I have this feeling that the mine believed they were operating in a rural area, where no one is educated. Where no one is going to question them. And yes, this is a rural area. But as they found out, we do have people who ask questions, people who know their rights, and stand their ground.

Ultimately, I believe that’s what cost my mother’s life. One Thursday evening last October, my son Buyile was spending time at his grandmother’s property, playing with the dogs in the yard. Three unknown men arrived, stopping to check with Buyile whether his grandmother was in. She was. They shot her dead in her living room.

At first, I prayed that Buyile didn’t see my mother’s body, and that he didn’t see the fatal shots as they were fired. Now I pray that he can overcome the pain, the loss that we share between us. But that trauma exists for all Somkhele, in one way or another. The murder traumatised an entire community. We no longer know who we can trust, who we can speak freely to.

People sometimes ask me what I’m going to do, whether I’m going to stay here and keep my mother’s fight alive. I’m too proud of her to let it die. I know the dangers – we all know the dangers. But I’ve decided I have to stay. I’m going to join the fight.  

Since my mother’s death, things haven’t been going well. South Africa’s Supreme Court recently ruled in favour of the mine. To this day no arrests have been made in the investigation into my mother’s murder. There has been no accountability. It seems to me that someone wants this mine expansion and the extraction to go ahead, no matter the cost.

Despite all that, all the obstacles we face, there is a movement growing in South Africa. A growing group of people who realise that we need to change the way we think about ‘development’, and its association with destructive industries like coal mining. True development means sustainable management of land and natural resources for the benefit of future generations, not the destruction we have seen in Somkhele and countless other communities across the country.

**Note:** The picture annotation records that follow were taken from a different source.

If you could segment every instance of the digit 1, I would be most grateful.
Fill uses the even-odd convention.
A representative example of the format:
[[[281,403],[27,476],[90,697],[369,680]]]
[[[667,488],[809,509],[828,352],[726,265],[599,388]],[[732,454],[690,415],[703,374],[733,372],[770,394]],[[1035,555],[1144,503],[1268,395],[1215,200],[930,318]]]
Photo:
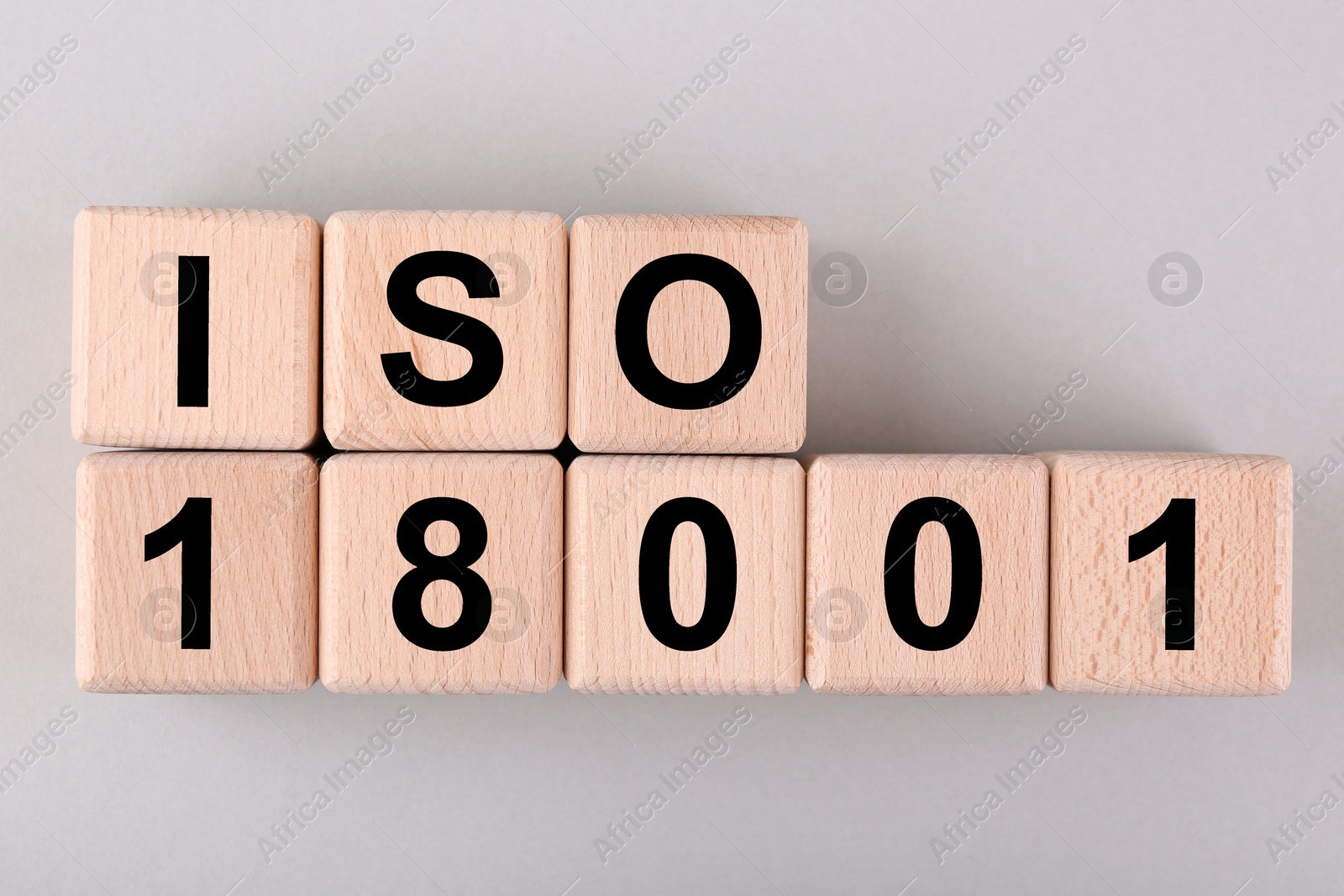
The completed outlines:
[[[457,549],[431,553],[425,545],[430,523],[457,527]],[[491,625],[491,587],[470,566],[485,553],[485,517],[461,498],[425,498],[406,508],[396,524],[396,548],[414,568],[392,591],[392,622],[396,630],[425,650],[461,650],[485,634]],[[425,588],[431,582],[452,582],[462,592],[462,614],[450,626],[437,626],[425,618]]]
[[[927,523],[941,523],[952,544],[952,598],[946,618],[935,626],[925,625],[915,603],[915,544]],[[952,498],[926,497],[900,508],[887,532],[882,563],[887,618],[902,641],[917,650],[948,650],[965,641],[980,615],[984,568],[980,532],[964,506]]]
[[[177,516],[145,536],[145,563],[181,545],[183,650],[210,650],[210,498],[187,498]]]
[[[667,286],[683,279],[707,283],[728,309],[728,352],[719,369],[699,383],[663,373],[649,353],[649,310]],[[732,265],[714,255],[681,253],[656,258],[634,273],[616,306],[616,360],[634,391],[663,407],[700,411],[741,392],[761,360],[761,302]]]
[[[1129,562],[1167,545],[1168,650],[1195,649],[1195,498],[1172,498],[1163,514],[1129,536]]]
[[[672,533],[683,523],[700,527],[704,537],[704,610],[691,626],[672,615],[668,570]],[[723,510],[704,498],[683,497],[661,504],[649,516],[640,540],[640,610],[649,633],[673,650],[704,650],[728,630],[737,596],[738,549]]]
[[[177,407],[210,407],[210,255],[177,257]]]

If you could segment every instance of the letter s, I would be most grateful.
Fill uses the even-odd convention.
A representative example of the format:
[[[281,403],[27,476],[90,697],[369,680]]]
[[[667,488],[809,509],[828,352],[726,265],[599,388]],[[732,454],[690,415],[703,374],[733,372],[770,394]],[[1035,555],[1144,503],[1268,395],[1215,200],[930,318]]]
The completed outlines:
[[[415,287],[430,277],[452,277],[470,298],[499,298],[499,281],[489,265],[466,253],[417,253],[402,261],[387,278],[387,306],[392,317],[421,336],[461,345],[472,353],[472,367],[456,380],[434,380],[415,368],[410,352],[382,356],[383,373],[403,398],[429,407],[460,407],[478,402],[495,388],[504,372],[500,337],[482,321],[430,305]],[[415,376],[415,375],[419,376]],[[406,386],[407,377],[411,383]]]

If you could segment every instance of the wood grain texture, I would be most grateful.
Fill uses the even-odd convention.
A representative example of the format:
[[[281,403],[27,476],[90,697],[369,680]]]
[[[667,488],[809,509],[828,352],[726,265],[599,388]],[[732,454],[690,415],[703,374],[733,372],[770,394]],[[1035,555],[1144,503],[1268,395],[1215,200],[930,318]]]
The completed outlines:
[[[818,693],[1021,695],[1046,686],[1050,482],[1030,457],[831,454],[808,470],[808,684]],[[982,584],[970,633],[919,650],[891,625],[887,535],[910,501],[956,501],[980,537]],[[927,626],[948,615],[953,557],[946,529],[915,545],[915,606]]]
[[[540,693],[560,676],[563,489],[548,454],[341,454],[321,476],[321,638],[328,690],[343,693]],[[456,497],[485,519],[487,545],[469,568],[493,596],[489,627],[460,650],[411,643],[392,619],[392,592],[411,568],[396,544],[402,513]],[[457,528],[430,524],[433,553]],[[444,627],[462,613],[456,584],[434,582],[421,607]]]
[[[177,407],[177,255],[210,257],[208,407]],[[116,447],[301,449],[317,435],[321,227],[97,206],[75,218],[71,429]]]
[[[673,650],[640,607],[640,545],[675,497],[723,512],[737,552],[737,596],[714,645]],[[792,693],[802,680],[804,476],[797,461],[751,457],[579,457],[566,477],[564,676],[586,693]],[[672,613],[704,610],[704,537],[677,527]]]
[[[489,395],[458,407],[418,404],[396,392],[382,355],[410,352],[429,379],[472,367],[462,347],[422,336],[392,317],[387,278],[406,258],[458,251],[496,271],[499,298],[468,298],[448,277],[418,296],[474,317],[499,336],[504,369]],[[564,223],[550,212],[343,211],[327,222],[324,406],[339,449],[543,450],[564,437]]]
[[[1292,668],[1293,472],[1261,454],[1058,451],[1050,680],[1074,693],[1273,695]],[[1195,500],[1195,649],[1165,649],[1167,547],[1129,536]]]
[[[211,498],[208,650],[184,650],[181,547],[145,535]],[[292,693],[317,672],[317,465],[304,454],[101,451],[79,465],[75,674],[113,693]]]
[[[655,404],[616,352],[616,309],[630,277],[676,253],[737,267],[761,305],[761,356],[746,384],[707,410]],[[808,231],[796,218],[591,215],[570,231],[570,438],[583,451],[786,453],[806,431]],[[706,283],[659,293],[649,353],[681,383],[711,376],[728,348],[728,313]]]

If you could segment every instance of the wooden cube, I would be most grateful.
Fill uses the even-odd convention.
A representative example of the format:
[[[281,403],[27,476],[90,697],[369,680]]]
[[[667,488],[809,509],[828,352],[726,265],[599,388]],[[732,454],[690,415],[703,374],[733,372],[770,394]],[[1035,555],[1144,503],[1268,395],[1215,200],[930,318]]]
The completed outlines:
[[[85,690],[290,693],[317,672],[317,465],[102,451],[79,465]]]
[[[1059,451],[1050,681],[1271,695],[1290,676],[1293,470],[1259,454]]]
[[[813,690],[1020,695],[1046,686],[1044,463],[831,454],[805,465]]]
[[[579,450],[798,450],[802,222],[594,215],[577,219],[570,239],[570,438]]]
[[[570,686],[796,690],[802,528],[802,467],[789,458],[577,458],[566,477]]]
[[[560,443],[569,259],[558,215],[343,211],[325,232],[323,424],[332,445]]]
[[[540,693],[560,676],[563,489],[548,454],[341,454],[323,467],[323,684]]]
[[[75,438],[310,445],[320,263],[321,228],[297,212],[85,208],[75,219]]]

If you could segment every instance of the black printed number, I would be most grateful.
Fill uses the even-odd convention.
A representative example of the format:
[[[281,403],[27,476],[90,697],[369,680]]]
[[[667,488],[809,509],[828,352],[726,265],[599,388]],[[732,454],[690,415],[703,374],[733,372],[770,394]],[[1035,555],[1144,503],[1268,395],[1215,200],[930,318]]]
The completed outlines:
[[[410,352],[382,356],[383,373],[402,396],[430,407],[458,407],[491,394],[504,372],[504,348],[488,324],[421,300],[415,287],[430,277],[452,277],[470,298],[499,298],[500,286],[489,265],[466,253],[418,253],[387,278],[387,306],[403,326],[472,353],[472,367],[456,380],[429,379],[415,368]]]
[[[1195,649],[1195,498],[1172,498],[1163,514],[1129,536],[1129,562],[1167,545],[1168,650]]]
[[[181,545],[183,650],[210,650],[210,498],[187,498],[177,516],[145,536],[145,563]]]
[[[952,544],[952,599],[946,618],[925,625],[915,603],[915,544],[919,529],[939,523]],[[887,532],[883,557],[887,617],[900,639],[917,650],[948,650],[961,643],[980,614],[982,567],[980,532],[966,509],[950,498],[917,498],[900,508]]]
[[[679,383],[663,373],[649,353],[649,310],[667,286],[694,279],[712,286],[728,309],[728,352],[723,364],[699,383]],[[761,360],[761,304],[751,283],[732,265],[712,255],[683,253],[656,258],[630,278],[616,306],[616,357],[644,398],[663,407],[699,411],[742,391]]]
[[[177,407],[210,407],[210,255],[177,257]]]
[[[457,527],[457,549],[431,553],[425,532],[431,523]],[[426,650],[461,650],[476,642],[491,623],[491,588],[473,563],[485,553],[485,517],[461,498],[425,498],[406,508],[396,524],[396,547],[415,568],[392,591],[392,621],[407,641]],[[462,614],[441,627],[425,618],[425,588],[431,582],[452,582],[462,592]]]
[[[704,611],[684,626],[672,615],[672,533],[683,523],[700,527],[704,539]],[[704,498],[672,498],[660,505],[644,527],[640,541],[640,610],[644,625],[673,650],[704,650],[723,637],[738,596],[738,549],[723,510]]]

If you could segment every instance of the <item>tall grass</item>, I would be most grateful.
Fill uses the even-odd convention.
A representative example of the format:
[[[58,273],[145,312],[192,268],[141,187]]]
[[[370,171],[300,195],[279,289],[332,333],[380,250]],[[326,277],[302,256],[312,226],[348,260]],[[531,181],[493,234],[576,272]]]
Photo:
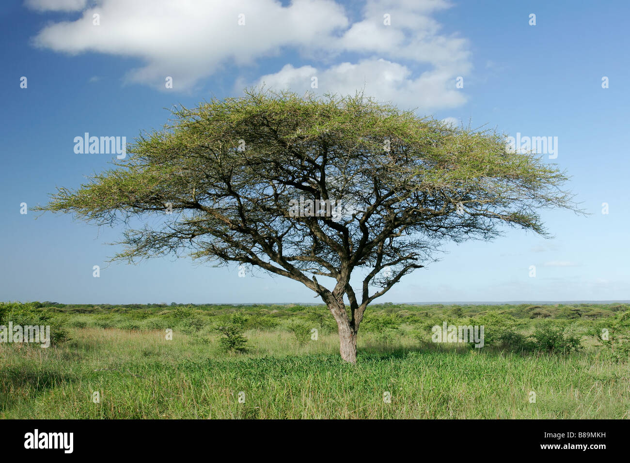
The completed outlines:
[[[595,346],[479,352],[366,333],[350,365],[334,333],[301,346],[281,328],[250,329],[248,353],[225,353],[214,334],[167,340],[74,316],[86,327],[66,343],[0,344],[0,418],[630,418],[630,363]]]

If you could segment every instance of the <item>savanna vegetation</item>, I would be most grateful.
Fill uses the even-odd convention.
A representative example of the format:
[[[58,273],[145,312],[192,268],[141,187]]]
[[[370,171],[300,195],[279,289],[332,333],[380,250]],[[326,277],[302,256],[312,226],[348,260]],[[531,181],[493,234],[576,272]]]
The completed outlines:
[[[0,417],[630,418],[630,304],[370,311],[353,364],[323,306],[0,303],[52,338],[0,343]],[[445,321],[484,347],[432,342]]]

If I could say one thing all those concerned, it would be this: it’s not worth it. Whatever money you’re getting from the land, it’s not worth families being torn apart, it’s not worth the blood and tears. Come to the table and listen. You’re going to need to, because when Fikile gave her life for her people, she kickstarted a movement of people who will stand up for what’s right. Her struggle lives on.


Petmin Limited which owns the Somkhele mine through its subsidiary Tendele Coal Mining Ltd., acknowledges community tensions may have been a factor in Fikile's death. It ‘strongly condemns any form of violence or intimidation’ and has offered full co-operation to the police to ensure that the culprits face the full extent of the law.

Petmin Limited have said that investigations by independent third parties found reported house cracks to be due to poor workmanship rather than blasting; and that reports of respiratory illnesses were unfounded. They state that the mine conforms to legal standards regarding dust in the area.